Critiquer au féminin au XIXe siècle
1Après divers travaux féconds (de Christine Planté, Brigitte Diaz, Catherine Mariette, Brigitte Louichon et d’autres chercheuses et chercheurs encore) portant sur la place, le statut et les productions des femmes de lettres au XIXe siècle, la participation de celles-ci à l’essor de la presse durant la même période ainsi que le phénomène de géographie genrée du journal sont désormais bien connus ; ils ont notamment été analysés par Marie-Ève Thérenty (Thérenty, 2022) et Lucie Barette (Barette, 2022) : aux hommes, le haut du journal et la matière dite sérieuse, en bas les chiffons des femmes et le divertissement ! Si la distribution des rôles dans les revues est moins verticale, elle n’en est pas moins également genrée. Les femmes ayant réussi à s’établir comme journalistes dans la presse cautionnée se comptent sur les doigts d’une main : Delphine de Girardin, George Sand, Marie d’Agoult ; et elles sont la cible de nombreuses caricatures et articles misogynes. Paul de Molènes, derrière la signature de François de Lagevenais, écrit par exemple dans La Revue des Deux Mondes, à propos de Delphine de Girardin :
La double position de femme et de journaliste a quelque chose d’étrange qui arrête et choque tout d’abord l’esprit le moins timoré. Et qu’ont en effet de commun cette vie publique et militante, ces hasards d’une lutte sans fin, cette guerre avancée de la presse, avec la vie cachée du foyer, avec la vie distraite des salons ? Est-ce que des voix frêles et élégantes sont faites pour se mêler à ce concert de gros mots bien articulés, de voix cassées et injurieuses, qui retentissent chaque matin dans l’antre de la polémique ? (Gaschon de Molènes, 1842)

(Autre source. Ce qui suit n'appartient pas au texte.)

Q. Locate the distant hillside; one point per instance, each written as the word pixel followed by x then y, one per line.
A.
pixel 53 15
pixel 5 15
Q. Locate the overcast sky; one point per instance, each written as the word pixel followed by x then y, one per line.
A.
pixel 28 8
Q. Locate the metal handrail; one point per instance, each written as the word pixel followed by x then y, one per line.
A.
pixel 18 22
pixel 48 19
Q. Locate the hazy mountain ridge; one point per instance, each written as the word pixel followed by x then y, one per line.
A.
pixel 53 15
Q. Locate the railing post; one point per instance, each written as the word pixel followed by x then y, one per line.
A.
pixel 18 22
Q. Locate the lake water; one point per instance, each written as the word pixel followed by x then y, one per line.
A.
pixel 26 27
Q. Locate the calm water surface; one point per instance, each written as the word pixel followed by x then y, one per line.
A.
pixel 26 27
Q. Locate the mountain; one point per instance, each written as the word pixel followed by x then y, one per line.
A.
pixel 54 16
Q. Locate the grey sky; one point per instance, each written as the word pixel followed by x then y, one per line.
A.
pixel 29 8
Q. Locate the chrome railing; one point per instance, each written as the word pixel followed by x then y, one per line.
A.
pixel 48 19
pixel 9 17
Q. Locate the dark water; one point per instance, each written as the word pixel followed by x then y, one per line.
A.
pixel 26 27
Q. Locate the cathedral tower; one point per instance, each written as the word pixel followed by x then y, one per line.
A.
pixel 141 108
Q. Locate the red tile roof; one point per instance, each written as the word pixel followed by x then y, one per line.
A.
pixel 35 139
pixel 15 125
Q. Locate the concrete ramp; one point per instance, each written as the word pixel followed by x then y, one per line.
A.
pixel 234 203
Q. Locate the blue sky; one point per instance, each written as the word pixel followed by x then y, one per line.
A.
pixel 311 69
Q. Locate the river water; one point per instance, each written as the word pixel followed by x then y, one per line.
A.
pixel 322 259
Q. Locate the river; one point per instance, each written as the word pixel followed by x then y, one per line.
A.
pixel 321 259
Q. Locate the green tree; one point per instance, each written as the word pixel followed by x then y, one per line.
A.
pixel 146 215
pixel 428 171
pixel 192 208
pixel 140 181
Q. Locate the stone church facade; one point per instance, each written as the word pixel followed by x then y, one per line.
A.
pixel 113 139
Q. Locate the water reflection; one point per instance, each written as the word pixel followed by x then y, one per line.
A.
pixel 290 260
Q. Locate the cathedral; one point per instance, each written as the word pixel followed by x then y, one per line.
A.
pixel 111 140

2La dichotomie ne pourrait pas être plus évidente pour souligner l’incompatibilité d’une prétendue « nature » féminine, discrète et fragile, avec une carrière dans la presse. On sait du reste la complexité de celle-ci pour les femmes qui s’y sont illustrées, George Sand et Daniel Stern en tête.

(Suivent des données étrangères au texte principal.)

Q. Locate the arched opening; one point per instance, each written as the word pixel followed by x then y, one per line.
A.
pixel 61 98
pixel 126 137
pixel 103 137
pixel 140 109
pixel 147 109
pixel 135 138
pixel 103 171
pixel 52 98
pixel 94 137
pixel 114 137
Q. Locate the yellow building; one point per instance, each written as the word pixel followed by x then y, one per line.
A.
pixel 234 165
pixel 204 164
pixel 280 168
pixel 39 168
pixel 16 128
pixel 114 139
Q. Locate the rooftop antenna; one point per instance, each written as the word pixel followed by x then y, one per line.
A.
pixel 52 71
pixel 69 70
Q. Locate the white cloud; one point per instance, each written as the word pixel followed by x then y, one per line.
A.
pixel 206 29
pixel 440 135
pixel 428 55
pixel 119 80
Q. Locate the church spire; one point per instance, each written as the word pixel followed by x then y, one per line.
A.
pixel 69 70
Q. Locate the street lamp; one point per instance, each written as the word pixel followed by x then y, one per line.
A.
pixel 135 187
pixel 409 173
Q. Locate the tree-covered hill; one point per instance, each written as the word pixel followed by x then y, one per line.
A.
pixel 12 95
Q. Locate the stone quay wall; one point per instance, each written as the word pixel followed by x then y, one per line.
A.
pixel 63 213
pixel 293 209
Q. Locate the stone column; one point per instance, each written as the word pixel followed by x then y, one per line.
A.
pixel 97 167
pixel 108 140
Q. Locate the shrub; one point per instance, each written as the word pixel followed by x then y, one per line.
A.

3La presse féminine, si elle offre un espace d’expression plus ouvert aux femmes, n’en reste pas moins un espace quadrillé de contraintes. Non cautionnée, la matière politique était interdite dans ses colonnes, et les rédactions avaient à se montrer précautionneuses quant aux rapports entre rédacteurs, intellectuels et femmes de lettres et de presse. Nombreux sont les articles qui considèrent la prudence comme un élément central des écritures des femmes : « Soyons auteurs mais restons femmes » écrit par exemple Laure Bernard dans le Journal des Femmes (Bernard, 1834). Les fonctions littéraires et journalistiques considérées comme accessibles aux femmes coïncident avec des injonctions à une féminité cadrée par la morale bourgeoise et la domesticité. L’imprimé n’échappe donc pas à la théorie des deux sphères – aux hommes le public, aux femmes le domestique. Pourtant, ces journaux dits « féminins » ne peuvent pas faire l’économie de rubriques phares telles que la critique littéraire ou la revue des théâtres.

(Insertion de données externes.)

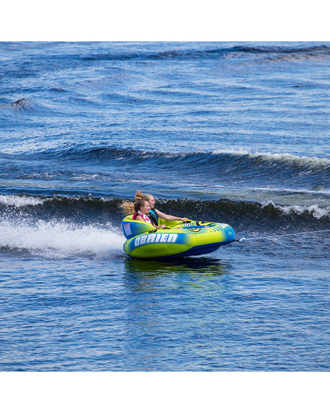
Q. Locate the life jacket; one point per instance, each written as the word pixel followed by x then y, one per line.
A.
pixel 144 216
pixel 153 216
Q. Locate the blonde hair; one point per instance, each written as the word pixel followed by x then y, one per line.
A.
pixel 139 195
pixel 129 208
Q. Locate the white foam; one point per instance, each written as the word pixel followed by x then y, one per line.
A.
pixel 283 157
pixel 56 239
pixel 20 201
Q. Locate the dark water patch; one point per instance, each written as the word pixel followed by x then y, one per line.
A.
pixel 242 215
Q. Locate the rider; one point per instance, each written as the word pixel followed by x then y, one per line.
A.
pixel 154 213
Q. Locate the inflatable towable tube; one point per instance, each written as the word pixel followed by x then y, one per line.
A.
pixel 179 239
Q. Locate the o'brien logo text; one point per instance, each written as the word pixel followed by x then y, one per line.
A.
pixel 155 238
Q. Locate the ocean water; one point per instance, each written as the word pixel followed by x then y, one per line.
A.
pixel 226 132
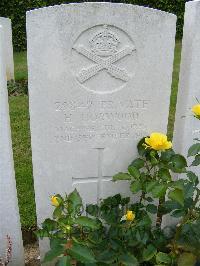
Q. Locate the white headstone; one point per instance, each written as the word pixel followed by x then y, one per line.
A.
pixel 9 213
pixel 187 127
pixel 6 23
pixel 99 80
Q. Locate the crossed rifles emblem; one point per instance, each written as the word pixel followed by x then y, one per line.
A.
pixel 103 63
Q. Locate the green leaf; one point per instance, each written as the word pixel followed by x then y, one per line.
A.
pixel 138 163
pixel 196 161
pixel 74 202
pixel 164 174
pixel 135 186
pixel 121 176
pixel 163 258
pixel 141 147
pixel 128 260
pixel 166 155
pixel 81 253
pixel 53 253
pixel 187 259
pixel 64 261
pixel 178 213
pixel 178 163
pixel 92 209
pixel 107 256
pixel 134 172
pixel 194 149
pixel 151 208
pixel 193 177
pixel 57 213
pixel 55 243
pixel 49 225
pixel 150 185
pixel 159 190
pixel 86 221
pixel 177 195
pixel 149 252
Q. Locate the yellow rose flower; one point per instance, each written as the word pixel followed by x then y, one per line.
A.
pixel 130 216
pixel 54 201
pixel 158 142
pixel 196 110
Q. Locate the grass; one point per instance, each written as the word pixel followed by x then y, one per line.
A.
pixel 20 65
pixel 21 137
pixel 19 116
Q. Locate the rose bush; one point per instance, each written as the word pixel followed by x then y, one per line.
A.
pixel 161 226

4Or les caractéristiques de la critique établie dans ces journaux, composant donc avec les contraintes de lignes éditoriales marquées par le genre, sont encore peu étudiées dans les publications qui précèdent La Fronde de Marguerite Durand1 (1897). Lucie Barette a découvert et étudié ailleurs2 Alida de Savignac, critique pour le Journal des Femmes et dans le Journal des Demoiselles. L’examen de ses chroniques a montré qu’elle établissait sa critique à partir de marqueurs moraux que l’on ne trouvait pas exprimés aussi vivement chez ses confrères ; il ne s’agissait pas tant de commenter la qualité littéraire ou artistique d’une œuvre que de vérifier qu’elle était moralement acceptable pour les lectrices. A. de Savignac écrit ainsi dans l’Introduction de la rubrique « Littérature française » du Journal des Demoiselles : « [F]ortifions la morale de nos filles avant de les lancer dans le monde : en ne se montrant sauvages d’aucune idée, elles seront plus aimables ; instruites, elles seront plus fortes. » (Savignac, 1833a) La même défend par ailleurs le droit à la critique littéraire pour les journalistes dans un article publié le 4 janvier 1834 dans le Journal des Femmes (Savignac, 1833b). Elle réagit à la condamnation d’une critique féminine qui serait essentiellement « méchante » : « Exiger dans vos œuvres les preuves de cette supériorité intellectuelle que vous affichez, cela peut être de la duperie, de la routine, de l’indiscrétion ; mais à coup sûr ce n’est pas de la méchanceté, et vos reproches ne nous intimideront pas ». Se positionnant en garante de l’intégrité de la critique, rejetant les petits arrangements entre amis et les intérêts particuliers ; elle cultive alors une opposition morale par rapport aux « grands journaux », qui n’accordent plus à la critique, précise-t-elle, « qu’une place mercantile entre l’annonce de la moutarde et celle de l’eau de merveille !!! ». Et de conclure qu’il relève de son droit « d’aimer le bien, de blâmer le mal, et de mépriser les vanités ridicules ».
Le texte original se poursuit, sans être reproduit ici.